El caso de Venezuela sugiere que transforman su autoritarismo electoral en un autoritarismo pleno que implica cierre de espacios cívicos, represión y coerción. El número de empleados públicos en Venezuela ronda los cuatro millones de personas; el chavismo siempre podría contar con esta cifra como el número mínimo de votos que podría conseguir en unas elecciones. Por lo tanto, para poder ganar las elecciones como minoría, el partido tenía que ser capaz de dividir a la oposición. Su dilema para las elecciones de 2024 es que no sabe con certeza cuántos votantes apoyarán al partido.
En febrero de 2024, la encuesta de Datincorp estimaba que la intención de voto para Nicolás Maduro se situaba en el 15%, con un 23% de los encuestados diciendo que su principal sentimiento hacia Maduro era la rabia. Sin embargo, el chavismo está organizando unas elecciones presidenciales de una forma que ha generado las críticas de sus aliados políticos Lula Da Silva y Gustavo Petro.

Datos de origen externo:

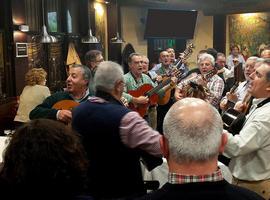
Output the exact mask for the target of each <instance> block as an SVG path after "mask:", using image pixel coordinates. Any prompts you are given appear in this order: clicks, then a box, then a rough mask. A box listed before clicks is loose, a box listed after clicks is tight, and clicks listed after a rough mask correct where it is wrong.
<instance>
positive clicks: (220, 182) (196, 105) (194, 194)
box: [141, 98, 263, 200]
mask: <svg viewBox="0 0 270 200" xmlns="http://www.w3.org/2000/svg"><path fill="white" fill-rule="evenodd" d="M163 127H164V135H163V136H162V138H161V139H160V144H161V150H162V151H163V155H164V157H165V158H166V159H167V161H168V165H169V180H168V182H167V183H166V184H165V185H163V187H162V188H160V189H159V190H157V191H154V192H153V193H150V194H148V195H146V196H144V197H142V198H141V199H149V200H161V199H164V200H168V199H169V200H179V199H189V200H195V199H196V200H197V199H219V200H225V199H226V200H228V199H237V200H244V199H245V200H247V199H263V198H262V197H260V196H259V195H257V194H256V193H254V192H252V191H250V190H247V189H244V188H241V187H238V186H235V185H232V184H230V183H228V182H227V181H226V180H224V178H223V176H222V173H221V170H220V169H219V168H218V165H217V163H218V160H217V159H218V154H219V153H221V152H223V150H224V148H225V145H226V142H227V136H226V134H224V133H223V123H222V119H221V117H220V115H219V113H218V111H217V110H216V109H215V108H214V107H213V106H211V105H210V104H209V103H207V102H205V101H203V100H201V99H199V98H185V99H182V100H180V101H178V102H176V103H175V104H174V105H173V106H172V107H171V108H170V110H169V111H168V113H167V114H166V117H165V119H164V124H163Z"/></svg>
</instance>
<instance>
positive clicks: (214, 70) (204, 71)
mask: <svg viewBox="0 0 270 200" xmlns="http://www.w3.org/2000/svg"><path fill="white" fill-rule="evenodd" d="M198 64H199V70H200V73H201V74H198V75H197V76H192V77H191V78H189V77H188V78H187V79H186V80H184V81H182V82H180V83H179V84H178V85H177V88H176V90H175V94H174V96H175V99H176V100H180V99H182V98H185V97H190V96H189V94H188V91H190V90H189V88H190V87H189V84H190V83H191V82H193V83H196V84H198V85H200V86H202V88H203V90H202V95H201V96H202V97H201V98H202V99H205V100H206V101H208V102H209V103H211V104H212V105H213V106H214V107H216V108H217V109H218V108H219V103H220V100H221V97H222V93H223V90H224V82H223V80H222V78H220V77H219V76H218V75H217V74H215V73H216V69H215V59H214V57H213V56H212V55H210V54H207V53H203V54H201V55H200V56H199V58H198ZM192 97H193V96H192Z"/></svg>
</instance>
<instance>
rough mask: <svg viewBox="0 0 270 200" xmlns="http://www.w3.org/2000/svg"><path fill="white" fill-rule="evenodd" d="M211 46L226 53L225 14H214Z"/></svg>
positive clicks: (225, 31)
mask: <svg viewBox="0 0 270 200" xmlns="http://www.w3.org/2000/svg"><path fill="white" fill-rule="evenodd" d="M213 47H214V48H215V49H216V50H217V51H218V52H222V53H226V15H214V26H213Z"/></svg>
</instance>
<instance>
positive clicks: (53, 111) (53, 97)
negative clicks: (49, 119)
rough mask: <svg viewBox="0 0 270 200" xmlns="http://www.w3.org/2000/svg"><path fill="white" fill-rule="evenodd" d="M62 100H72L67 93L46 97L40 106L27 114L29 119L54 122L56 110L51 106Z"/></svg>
mask: <svg viewBox="0 0 270 200" xmlns="http://www.w3.org/2000/svg"><path fill="white" fill-rule="evenodd" d="M88 97H89V96H86V97H84V98H83V99H82V100H81V101H80V103H81V102H83V101H86V100H87V99H88ZM62 100H74V99H73V98H72V97H71V96H70V94H69V93H68V92H57V93H54V94H53V95H51V96H49V97H47V98H46V99H45V100H44V101H43V103H42V104H39V105H38V106H37V107H35V108H34V109H33V110H32V111H31V112H30V114H29V118H30V119H38V118H47V119H54V120H56V114H57V111H58V110H57V109H54V108H52V107H53V105H54V104H55V103H57V102H59V101H62Z"/></svg>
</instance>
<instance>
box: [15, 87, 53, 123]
mask: <svg viewBox="0 0 270 200" xmlns="http://www.w3.org/2000/svg"><path fill="white" fill-rule="evenodd" d="M50 95H51V93H50V90H49V88H48V87H47V86H43V85H34V86H30V85H27V86H25V87H24V88H23V91H22V94H21V95H20V103H19V108H18V111H17V115H16V116H15V118H14V121H18V122H27V121H29V120H30V119H29V113H30V112H31V111H32V110H33V109H34V108H35V107H36V106H37V105H39V104H41V103H42V102H43V100H44V99H46V98H47V97H48V96H50Z"/></svg>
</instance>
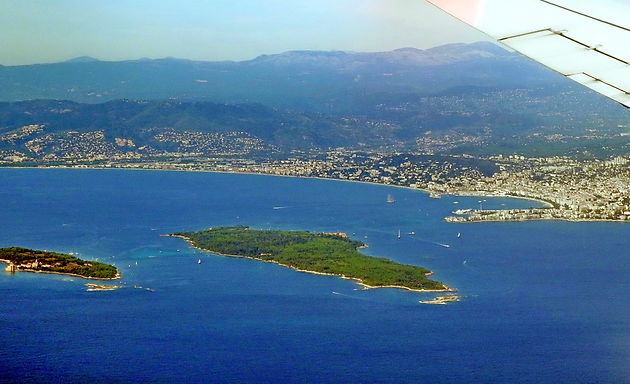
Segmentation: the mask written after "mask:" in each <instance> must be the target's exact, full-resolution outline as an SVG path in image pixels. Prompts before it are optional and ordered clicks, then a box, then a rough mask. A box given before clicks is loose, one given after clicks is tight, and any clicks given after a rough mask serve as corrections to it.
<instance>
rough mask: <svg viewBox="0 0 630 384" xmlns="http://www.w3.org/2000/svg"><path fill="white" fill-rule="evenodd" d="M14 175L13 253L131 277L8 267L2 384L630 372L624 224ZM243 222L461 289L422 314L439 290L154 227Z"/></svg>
mask: <svg viewBox="0 0 630 384" xmlns="http://www.w3.org/2000/svg"><path fill="white" fill-rule="evenodd" d="M0 180H2V188H0V213H1V215H2V220H0V246H2V247H4V246H12V245H19V246H25V247H31V248H38V249H47V250H55V251H60V252H77V253H79V257H84V258H98V259H99V261H103V262H109V263H115V264H116V265H117V266H118V267H119V268H120V269H121V270H122V272H123V280H122V283H123V284H124V285H125V286H127V287H128V288H125V289H121V290H118V291H113V292H86V291H85V286H84V284H85V282H86V281H85V280H82V279H78V278H70V277H64V276H53V275H42V274H29V273H17V274H14V275H8V274H4V273H2V274H0V297H2V300H0V328H1V329H2V333H1V334H0V368H1V369H0V381H5V382H107V383H112V382H113V383H116V382H216V383H242V382H259V383H288V382H295V383H301V382H312V383H315V382H317V383H418V382H432V383H533V382H535V383H630V368H629V367H630V320H629V319H630V305H628V304H630V300H629V299H628V293H629V292H630V290H629V288H630V274H629V272H630V261H629V258H628V256H629V255H630V252H629V251H628V249H630V239H629V237H628V235H629V234H630V227H629V226H627V225H624V224H619V223H567V222H524V223H483V224H448V223H445V222H443V221H442V218H443V217H444V216H445V215H447V214H448V213H449V212H450V211H451V210H453V209H456V208H460V207H461V208H466V207H475V206H478V203H477V201H478V200H479V199H478V198H465V197H444V198H442V199H440V200H435V199H429V198H428V197H427V196H426V195H425V194H423V193H419V192H416V191H412V190H405V189H397V188H390V187H384V186H377V185H367V184H356V183H343V182H335V181H327V180H306V179H291V178H278V177H264V176H253V175H228V174H208V173H180V172H140V171H116V170H107V171H105V170H103V171H97V170H37V169H0ZM388 193H391V194H393V195H394V197H395V198H396V200H397V201H396V203H395V204H387V203H385V198H386V196H387V194H388ZM486 200H487V201H486V202H485V203H484V204H485V206H486V207H528V206H531V205H536V204H537V203H532V202H529V201H525V200H508V199H486ZM455 202H457V204H455ZM274 207H276V208H278V207H283V208H281V209H274ZM232 224H246V225H250V226H252V227H256V228H276V229H305V230H310V231H326V232H333V231H334V232H337V231H342V232H346V233H348V234H354V235H353V236H354V237H356V238H358V239H361V240H363V241H365V242H366V243H368V245H369V248H368V249H366V250H364V252H366V253H367V254H370V255H374V256H383V257H388V258H391V259H393V260H396V261H398V262H401V263H408V264H417V265H422V266H425V267H427V268H429V269H431V270H433V271H435V272H436V275H435V278H436V279H438V280H440V281H443V282H445V283H447V284H448V285H450V286H453V287H455V288H457V289H458V290H459V293H460V294H461V295H462V296H463V297H464V299H463V301H461V302H459V303H454V304H451V305H446V306H430V305H422V304H419V303H418V301H419V300H423V299H426V298H429V297H431V296H432V295H430V294H422V293H413V292H406V291H402V290H396V289H378V290H368V291H364V290H357V286H356V285H354V284H353V283H352V282H350V281H345V280H341V279H337V278H334V277H325V276H315V275H309V274H304V273H298V272H295V271H291V270H289V269H286V268H282V267H278V266H276V265H272V264H267V263H262V262H256V261H251V260H244V259H235V258H227V257H220V256H214V255H210V254H207V253H203V252H200V251H197V250H194V249H191V248H190V247H189V246H187V245H186V243H184V242H183V241H181V240H178V239H174V238H164V237H160V236H159V235H160V234H163V233H170V232H175V231H182V230H194V229H200V228H205V227H211V226H218V225H232ZM399 229H400V230H401V232H402V233H403V236H402V239H400V240H397V239H396V233H397V232H398V230H399ZM411 231H415V232H416V235H406V234H407V233H408V232H411ZM457 232H461V234H462V236H461V238H460V239H458V238H457V236H456V234H457ZM366 236H367V237H366ZM440 244H449V245H450V246H451V247H450V248H445V247H443V246H441V245H440ZM199 258H202V259H203V263H202V264H197V260H198V259H199ZM134 285H139V286H142V287H148V288H152V289H153V290H154V292H150V291H147V290H144V289H137V288H132V287H133V286H134Z"/></svg>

La historia latinoamericana está repleta de líderes mesiánicos apoyados por la población. Sin embargo, la experiencia indica que, ante este tipo de autoritarismo popular, la comunidad internacional debe estar más alerta que nunca. ¿Qué pasará cuando Maduro pierda la legitimidad del apoyo popular y su gobierno abandone cualquier atisbo de democracia? ¿Será el camino que transiten en el futuro otros líderes como Nayib Bukele?